Large shift in Zestimate, how does it work?

8 Replies

It's hard to know, could be local sales comps dragging it down, a change in facts that Zillow has about the property (like number of bedrooms, bathrooms, change in square footage, etc), change in valuation by the assessor, or something else. This is a great example of why Zestimate's are not worth much, it's all automated and Zillow can only know so much about a property. 

Don't place too much value on this "estimate", true value is largely determined by sold comps (in the single family space) and supply/demand.

I have a duplex that has fluctuated like crazy this year; up 38% one day. Then 2 months later 30% down; up again. I don't think Zestimates are taken very seriously. 2 years ago my primary sold for 450k above Zestimate.

The Zessimate for one of my multifamily properties did the same thing. It dropped significantly this year. Zillow has mistakenly listed it as a single family house. That's one of the major problems with Zillow algorithms....they have never been inside the house so their Zesstimates are never accurate.

Thank you to everyone who replied! It's great stuff to know that others have had a similar experience.

It makes sense to me that something that relies on effectively hedonic modelling but on such localised / thin volumes, would run the risk of this sort of behaviour.

Thanks again to all who wrote back!

@Jason Weeks

My thoughts are unfortunately darker than to suggest Zillow has become complacent and is offering bad data references.... I actually think that both Zillow and RrdFin have a new agenda as they have both entered into the purchasing and selling of real estate so that have a vested interest in reducing their acquisition costs.
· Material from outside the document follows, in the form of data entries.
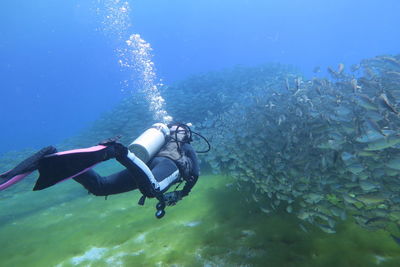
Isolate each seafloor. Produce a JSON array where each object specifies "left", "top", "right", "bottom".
[{"left": 1, "top": 162, "right": 400, "bottom": 267}]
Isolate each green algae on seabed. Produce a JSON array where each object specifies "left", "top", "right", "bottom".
[{"left": 1, "top": 164, "right": 400, "bottom": 266}]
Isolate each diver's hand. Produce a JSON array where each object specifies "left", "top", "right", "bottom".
[
  {"left": 163, "top": 191, "right": 182, "bottom": 206},
  {"left": 98, "top": 137, "right": 128, "bottom": 161}
]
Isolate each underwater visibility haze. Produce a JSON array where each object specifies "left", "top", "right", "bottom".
[{"left": 1, "top": 0, "right": 400, "bottom": 266}]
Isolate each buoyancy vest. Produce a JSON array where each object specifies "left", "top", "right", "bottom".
[{"left": 156, "top": 139, "right": 192, "bottom": 181}]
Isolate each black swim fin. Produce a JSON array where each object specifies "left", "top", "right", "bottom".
[
  {"left": 33, "top": 145, "right": 118, "bottom": 191},
  {"left": 0, "top": 146, "right": 57, "bottom": 191}
]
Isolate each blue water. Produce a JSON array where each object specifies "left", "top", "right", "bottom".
[{"left": 1, "top": 0, "right": 399, "bottom": 153}]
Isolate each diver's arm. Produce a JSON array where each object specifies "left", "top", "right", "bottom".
[
  {"left": 182, "top": 143, "right": 200, "bottom": 178},
  {"left": 180, "top": 143, "right": 200, "bottom": 197},
  {"left": 180, "top": 174, "right": 198, "bottom": 197}
]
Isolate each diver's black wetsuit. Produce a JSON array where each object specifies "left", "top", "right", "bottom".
[{"left": 73, "top": 143, "right": 199, "bottom": 197}]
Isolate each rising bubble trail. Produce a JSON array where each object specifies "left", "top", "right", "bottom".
[{"left": 96, "top": 0, "right": 172, "bottom": 123}]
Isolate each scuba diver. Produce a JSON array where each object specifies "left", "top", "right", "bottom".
[{"left": 0, "top": 122, "right": 208, "bottom": 218}]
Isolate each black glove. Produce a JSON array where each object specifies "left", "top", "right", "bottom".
[
  {"left": 98, "top": 137, "right": 128, "bottom": 160},
  {"left": 99, "top": 136, "right": 122, "bottom": 146},
  {"left": 163, "top": 191, "right": 182, "bottom": 206}
]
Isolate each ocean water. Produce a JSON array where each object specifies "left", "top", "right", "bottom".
[
  {"left": 1, "top": 0, "right": 399, "bottom": 152},
  {"left": 1, "top": 0, "right": 400, "bottom": 266}
]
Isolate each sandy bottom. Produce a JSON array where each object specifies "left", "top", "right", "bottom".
[{"left": 1, "top": 163, "right": 400, "bottom": 266}]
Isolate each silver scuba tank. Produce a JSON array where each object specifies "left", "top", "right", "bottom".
[{"left": 128, "top": 123, "right": 170, "bottom": 163}]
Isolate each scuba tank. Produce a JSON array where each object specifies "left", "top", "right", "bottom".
[{"left": 128, "top": 123, "right": 170, "bottom": 163}]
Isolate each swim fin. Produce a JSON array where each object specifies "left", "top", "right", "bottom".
[
  {"left": 0, "top": 146, "right": 57, "bottom": 191},
  {"left": 33, "top": 145, "right": 116, "bottom": 191}
]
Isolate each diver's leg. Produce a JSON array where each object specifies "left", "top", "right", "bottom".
[
  {"left": 73, "top": 169, "right": 138, "bottom": 196},
  {"left": 33, "top": 143, "right": 126, "bottom": 190}
]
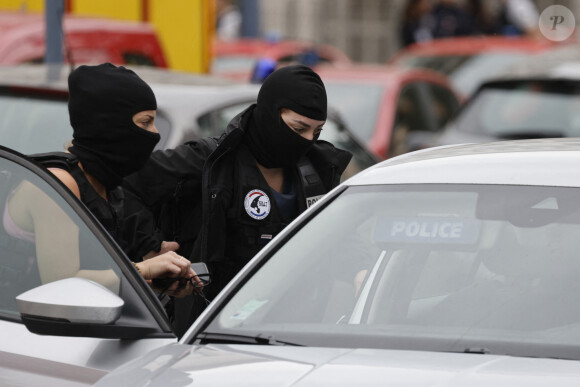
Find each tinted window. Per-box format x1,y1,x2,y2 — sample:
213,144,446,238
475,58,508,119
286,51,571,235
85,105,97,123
391,84,431,157
197,102,253,137
425,83,460,128
453,81,580,139
0,94,71,154
0,156,122,319
324,82,384,142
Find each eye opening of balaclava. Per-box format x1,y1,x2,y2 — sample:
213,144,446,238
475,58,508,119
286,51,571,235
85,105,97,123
67,62,160,189
244,64,327,168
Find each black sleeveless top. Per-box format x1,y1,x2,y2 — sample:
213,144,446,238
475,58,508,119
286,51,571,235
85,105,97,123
30,152,124,243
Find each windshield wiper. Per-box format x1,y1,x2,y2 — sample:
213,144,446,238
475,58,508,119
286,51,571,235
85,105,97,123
196,331,303,346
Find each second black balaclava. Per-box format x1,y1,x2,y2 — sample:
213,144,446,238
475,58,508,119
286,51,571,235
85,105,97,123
244,64,327,168
68,63,160,189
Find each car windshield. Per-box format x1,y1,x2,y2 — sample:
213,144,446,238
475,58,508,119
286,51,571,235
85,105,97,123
324,82,383,143
0,95,72,154
202,183,580,360
451,80,580,139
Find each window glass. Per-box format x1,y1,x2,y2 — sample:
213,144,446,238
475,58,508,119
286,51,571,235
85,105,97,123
197,102,254,137
391,84,430,157
203,183,580,360
424,83,460,128
324,82,384,143
0,157,121,319
122,52,156,67
453,81,580,139
0,95,71,154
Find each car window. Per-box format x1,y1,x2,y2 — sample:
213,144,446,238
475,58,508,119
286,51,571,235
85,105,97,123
423,83,460,128
0,152,167,333
390,84,432,156
324,82,384,143
452,81,580,139
0,94,72,154
198,102,254,137
0,157,119,317
202,183,580,359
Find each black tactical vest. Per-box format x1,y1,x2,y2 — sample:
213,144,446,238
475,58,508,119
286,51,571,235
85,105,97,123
224,146,327,262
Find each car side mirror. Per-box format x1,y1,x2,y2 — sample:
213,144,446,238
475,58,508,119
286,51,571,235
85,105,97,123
16,277,126,338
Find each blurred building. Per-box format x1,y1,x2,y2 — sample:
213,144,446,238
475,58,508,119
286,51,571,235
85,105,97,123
255,0,580,64
260,0,406,64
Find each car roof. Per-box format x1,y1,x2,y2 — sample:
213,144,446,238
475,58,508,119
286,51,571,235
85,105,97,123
347,138,580,188
315,63,453,85
0,64,237,90
391,36,559,59
213,38,351,62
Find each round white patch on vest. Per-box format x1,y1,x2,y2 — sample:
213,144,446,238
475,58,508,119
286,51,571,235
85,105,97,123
244,189,271,220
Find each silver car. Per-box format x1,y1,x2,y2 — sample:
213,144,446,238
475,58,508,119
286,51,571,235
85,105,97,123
95,138,580,386
0,144,179,385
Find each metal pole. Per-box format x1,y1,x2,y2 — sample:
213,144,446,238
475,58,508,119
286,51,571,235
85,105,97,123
45,0,65,81
240,0,260,38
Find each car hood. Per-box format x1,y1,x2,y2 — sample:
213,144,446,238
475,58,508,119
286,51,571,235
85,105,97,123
96,343,580,386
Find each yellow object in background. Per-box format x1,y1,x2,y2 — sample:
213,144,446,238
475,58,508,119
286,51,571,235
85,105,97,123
0,0,214,73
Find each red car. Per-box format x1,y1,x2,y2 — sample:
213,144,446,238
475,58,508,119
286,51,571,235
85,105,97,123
316,64,462,160
211,38,352,81
0,11,167,67
388,36,560,96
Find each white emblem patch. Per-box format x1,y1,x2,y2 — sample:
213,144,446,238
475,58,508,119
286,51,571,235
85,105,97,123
244,189,271,220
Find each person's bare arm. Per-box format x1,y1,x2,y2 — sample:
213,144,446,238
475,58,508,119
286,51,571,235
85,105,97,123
8,180,120,292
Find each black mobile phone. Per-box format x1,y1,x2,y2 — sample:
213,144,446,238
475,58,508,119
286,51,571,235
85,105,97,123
151,262,211,290
191,262,211,286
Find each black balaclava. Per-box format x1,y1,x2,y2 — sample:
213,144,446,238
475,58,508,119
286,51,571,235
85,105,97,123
67,63,160,189
244,64,327,168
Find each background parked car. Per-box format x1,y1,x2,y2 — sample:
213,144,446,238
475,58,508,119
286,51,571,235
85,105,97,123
315,63,462,160
97,138,580,386
433,46,580,148
0,144,179,385
388,36,560,97
0,11,167,67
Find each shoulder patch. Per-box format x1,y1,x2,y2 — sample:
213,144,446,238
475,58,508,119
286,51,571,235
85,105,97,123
244,189,271,220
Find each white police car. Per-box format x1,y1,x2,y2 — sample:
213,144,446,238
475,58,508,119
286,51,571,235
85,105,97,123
90,138,580,386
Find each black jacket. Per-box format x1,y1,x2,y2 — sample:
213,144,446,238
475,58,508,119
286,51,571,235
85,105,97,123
124,105,352,264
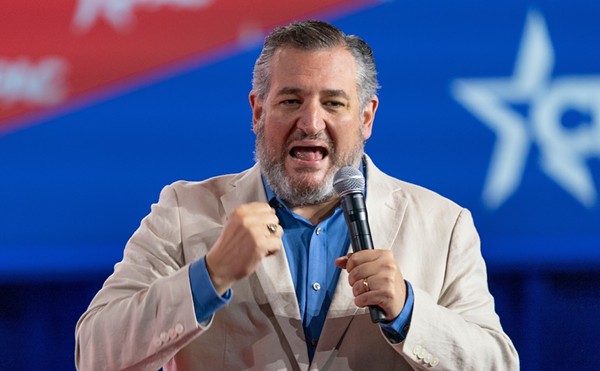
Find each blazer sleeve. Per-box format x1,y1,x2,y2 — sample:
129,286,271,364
75,184,209,371
393,209,519,370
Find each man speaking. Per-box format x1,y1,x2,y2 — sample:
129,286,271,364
76,20,518,370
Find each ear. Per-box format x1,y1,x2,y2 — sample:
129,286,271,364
249,91,263,134
361,96,378,141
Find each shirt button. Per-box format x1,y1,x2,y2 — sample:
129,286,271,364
315,227,322,235
312,282,321,291
310,338,318,347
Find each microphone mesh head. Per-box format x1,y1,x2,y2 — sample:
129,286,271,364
333,166,365,196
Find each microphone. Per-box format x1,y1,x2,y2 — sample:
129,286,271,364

I contact Zillow 3 or 4 times when they mysteriously reduced the Zestimste on one of my properties by about $40,000 and they never replied to me. In the past they were more attentive and followed up when I contacted them.

Thanks and good luck!

That's an interesting thought @Richard Weinberg , I shudder to think that that's the case, but then these days seems that companies are unwilling to examine the conflicts of interest they are creating when they attempt to enter horizontals/verticals to continue providing growth to the market!

Originally posted by @Jason Weeks :

That's an interesting thought @Richard Weinberg , I shudder to think that that's the case, but then these days seems that companies are unwilling to examine the conflicts of interest they are creating when they attempt to enter horizontals/verticals to continue providing growth to the market!

But it's not a conflict of interest. In the past, at most, all the consumer/homeowner has ever been to zillow was the product being sold. To Realtors. Buying "leads." You as a homebuyer or homeowner have never been their customers or their clients. That's the thing that people never understood about zillow to begin with. You aren't the customer, you the human person are the product being marketed and sold. Think about that, let it sink in.

But of late, zillow "lead" quality has hit the bottom of the toilet. I know, b/c I've always gotten those forwarded emails from Realtors buying zillow's products with "hey Chris, Jackie and Billy need to get preapproved." For the last couple years, the DTIs, FICOs, incomes, down payments, etc, of Jackie and Billy have been plummeting. Realtors have been catching on, and buying less of zillow's product (humans).

So, they found a new product. Homeowners that think their home is worth less than what it's actually worth. And they are still selling that product - humans - to Realtors. The new model is that their customers, Realtors, buy the new 2.0 homeowner product. Who thinks their home is worth $400k b/c of the z-estimate. So they present Zillow's ibuyer $375k offer that can close in a week. Or, the paying customer of zillow says, "you can list it with me, I'm confident we can get $450k for it."

In reality, we're talking about a $550k home here. But the product being sold doesn't know that. They are excited about $450k. So the Realtor gets their listing agreement signed, and continues to be a happy paying customer of Zillow. Or, even better! The homeowner actually sells the $550k home to zillow for $375k.

Phew. OK, are we all up to speed on what zillow 1.0 was, and what zillow 2.0 now is? No more questions about the z-estimate number, now that we all know who zillow's customers are, and that as homeowners and homebuyers we are the products that zillow sells? Someone charge me $200 to ghost write this as a blog post or something, in my name (now I'm your customer. :P ).